Essential to such interventions and in fact the “common denominator” in our successful efforts, Dr. Syme said, “is that they are multidisciplinary and multilevel in approach.” He offered the analogy of designing an airplane, a project that necessarily involves people from hundreds of different disciplines who do not have the option of refusing to interact with one
another or to work across disciplinary boundaries. “They have a job to do,” he said, and “they need to pool whatever skills and talents they have to accomplish their goal. They must work across disciplinary boundaries and at many levels.

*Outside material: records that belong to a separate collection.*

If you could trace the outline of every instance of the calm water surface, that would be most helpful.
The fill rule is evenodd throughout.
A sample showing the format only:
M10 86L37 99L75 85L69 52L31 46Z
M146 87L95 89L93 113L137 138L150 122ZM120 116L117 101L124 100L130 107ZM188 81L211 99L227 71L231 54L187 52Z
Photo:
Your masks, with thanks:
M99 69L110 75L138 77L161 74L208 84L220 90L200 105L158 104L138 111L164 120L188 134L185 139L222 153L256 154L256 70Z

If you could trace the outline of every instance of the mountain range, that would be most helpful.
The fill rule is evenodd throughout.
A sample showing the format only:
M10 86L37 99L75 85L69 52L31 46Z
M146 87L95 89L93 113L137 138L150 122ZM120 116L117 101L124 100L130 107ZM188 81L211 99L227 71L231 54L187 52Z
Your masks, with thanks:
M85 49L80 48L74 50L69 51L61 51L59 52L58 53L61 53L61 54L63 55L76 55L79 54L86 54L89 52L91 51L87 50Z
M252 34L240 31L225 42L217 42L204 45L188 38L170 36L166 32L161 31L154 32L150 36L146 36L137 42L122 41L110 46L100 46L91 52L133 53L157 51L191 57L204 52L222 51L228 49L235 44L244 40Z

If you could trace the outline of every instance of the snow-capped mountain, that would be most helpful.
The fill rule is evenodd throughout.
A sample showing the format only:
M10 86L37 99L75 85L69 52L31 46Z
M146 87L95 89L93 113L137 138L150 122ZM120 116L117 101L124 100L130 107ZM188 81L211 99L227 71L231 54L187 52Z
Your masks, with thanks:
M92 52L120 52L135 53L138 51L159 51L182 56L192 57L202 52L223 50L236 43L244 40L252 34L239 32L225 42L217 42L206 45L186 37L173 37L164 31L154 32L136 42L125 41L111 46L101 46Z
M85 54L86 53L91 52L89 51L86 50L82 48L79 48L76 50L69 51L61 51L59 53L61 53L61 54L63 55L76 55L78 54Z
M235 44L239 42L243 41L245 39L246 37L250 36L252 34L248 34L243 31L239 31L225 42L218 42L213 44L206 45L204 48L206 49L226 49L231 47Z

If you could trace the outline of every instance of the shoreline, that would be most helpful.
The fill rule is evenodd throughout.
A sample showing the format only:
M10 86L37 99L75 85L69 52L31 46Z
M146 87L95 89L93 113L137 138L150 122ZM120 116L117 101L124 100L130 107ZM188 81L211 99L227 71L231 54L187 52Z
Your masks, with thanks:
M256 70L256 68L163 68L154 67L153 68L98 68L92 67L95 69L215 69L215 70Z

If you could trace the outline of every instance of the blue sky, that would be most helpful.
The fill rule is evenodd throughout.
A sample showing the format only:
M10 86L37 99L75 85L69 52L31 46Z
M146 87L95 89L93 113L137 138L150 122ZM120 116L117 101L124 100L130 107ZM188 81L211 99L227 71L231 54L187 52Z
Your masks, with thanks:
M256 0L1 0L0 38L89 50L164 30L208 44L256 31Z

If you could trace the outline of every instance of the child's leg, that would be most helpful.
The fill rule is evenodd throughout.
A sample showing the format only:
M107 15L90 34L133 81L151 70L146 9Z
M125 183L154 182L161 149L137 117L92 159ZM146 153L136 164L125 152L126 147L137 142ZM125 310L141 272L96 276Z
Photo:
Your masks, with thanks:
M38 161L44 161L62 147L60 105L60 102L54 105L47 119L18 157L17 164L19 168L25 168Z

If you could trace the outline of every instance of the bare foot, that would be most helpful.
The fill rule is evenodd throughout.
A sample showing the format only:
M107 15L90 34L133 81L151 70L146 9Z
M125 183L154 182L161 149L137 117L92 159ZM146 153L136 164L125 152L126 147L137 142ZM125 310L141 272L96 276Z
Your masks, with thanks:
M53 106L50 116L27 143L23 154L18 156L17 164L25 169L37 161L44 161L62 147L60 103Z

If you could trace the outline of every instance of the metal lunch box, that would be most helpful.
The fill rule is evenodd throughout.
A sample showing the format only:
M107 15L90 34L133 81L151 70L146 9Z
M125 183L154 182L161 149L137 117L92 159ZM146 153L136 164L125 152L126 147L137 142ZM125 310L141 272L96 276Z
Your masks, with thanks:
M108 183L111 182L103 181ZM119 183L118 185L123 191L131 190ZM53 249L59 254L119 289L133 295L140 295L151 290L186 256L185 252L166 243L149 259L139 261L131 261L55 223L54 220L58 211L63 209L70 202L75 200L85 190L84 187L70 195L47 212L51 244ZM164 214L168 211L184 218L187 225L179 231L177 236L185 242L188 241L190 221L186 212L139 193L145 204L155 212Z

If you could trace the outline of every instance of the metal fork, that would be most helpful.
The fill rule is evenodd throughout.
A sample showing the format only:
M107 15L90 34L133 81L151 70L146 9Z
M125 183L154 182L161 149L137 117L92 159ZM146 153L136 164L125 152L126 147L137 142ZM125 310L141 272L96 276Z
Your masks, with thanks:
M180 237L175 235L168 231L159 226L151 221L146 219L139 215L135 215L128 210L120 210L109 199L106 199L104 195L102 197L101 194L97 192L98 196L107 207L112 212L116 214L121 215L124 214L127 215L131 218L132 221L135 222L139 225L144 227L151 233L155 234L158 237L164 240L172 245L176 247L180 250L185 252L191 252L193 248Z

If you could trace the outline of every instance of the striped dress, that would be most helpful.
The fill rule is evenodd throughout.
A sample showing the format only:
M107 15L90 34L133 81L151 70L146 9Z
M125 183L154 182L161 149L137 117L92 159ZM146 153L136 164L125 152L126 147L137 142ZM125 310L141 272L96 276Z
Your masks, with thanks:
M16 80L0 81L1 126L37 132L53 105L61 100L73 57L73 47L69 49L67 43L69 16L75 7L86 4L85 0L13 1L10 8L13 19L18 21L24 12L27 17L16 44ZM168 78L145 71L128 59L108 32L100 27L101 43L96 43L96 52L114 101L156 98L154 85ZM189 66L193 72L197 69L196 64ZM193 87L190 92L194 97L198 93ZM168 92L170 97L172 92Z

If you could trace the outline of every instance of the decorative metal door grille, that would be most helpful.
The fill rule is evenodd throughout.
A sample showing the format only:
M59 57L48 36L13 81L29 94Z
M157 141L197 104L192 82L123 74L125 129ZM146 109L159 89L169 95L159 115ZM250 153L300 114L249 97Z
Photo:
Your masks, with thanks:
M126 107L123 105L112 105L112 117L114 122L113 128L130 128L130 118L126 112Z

“We in the health field have a difficult time behaving in a similar way,” Dr. Syme observed. Influenced by the traditions of academia, professionals are organized by discipline, and they tend to stick to their own kind. “There is not as much interdisciplinary interaction as might be expected or hoped for,” he said, “and our students of course note this and eventually emulate it in their own lives.”
The way we fund research and training programs perpetuates, even encourages, this tradition, Dr. Syme said. “We will not, in my view, begin to deal with this problem until we are able to offer financial incentives to the university to bridge disciplinary perspectives.”
But there are already some steps in the right direction, he noted. The counterpart of National Institutes of Health (NIH) in Canada, called the National Institutes of Health Research, not only “contains institutes on heart disease and cancer and arthritis but has also established new institutes that cross disease lines, such as the Institute of Population Health, Institute on Gender, and Institute of Aboriginal Health. . . . And the funding for these institutes is, importantly, determined by the degree to which each institute collaborates with the other institutes.”
In a similar spirit, “the Robert Wood Johnson Foundation is currently soliciting proposals from universities to train a generation of population health scholars,” Dr. Syme noted. “The emphasis in this program would be on the degree to which universities can develop truly interdisciplinary programs directed toward community health issues.”
He acknowledged as well the MacArthur Foundation Network groups and referred to “other beginning initiatives, at both government and foundation levels, that think in terms of community and environmental prevention programs. But all of these efforts are at the very early stages, and funding is still quite limited.”
Dr. Syme reminded his audience that “as the population of the United States continues to grow, and to age, the burden of providing appropriate medical care will grow exponentially.” Given that our medical care system is already strained, unless we “take more seriously the issue of prevention, and especially community-based prevention programs, . . . it is fair to say we ain’t seen nuthin’ yet.”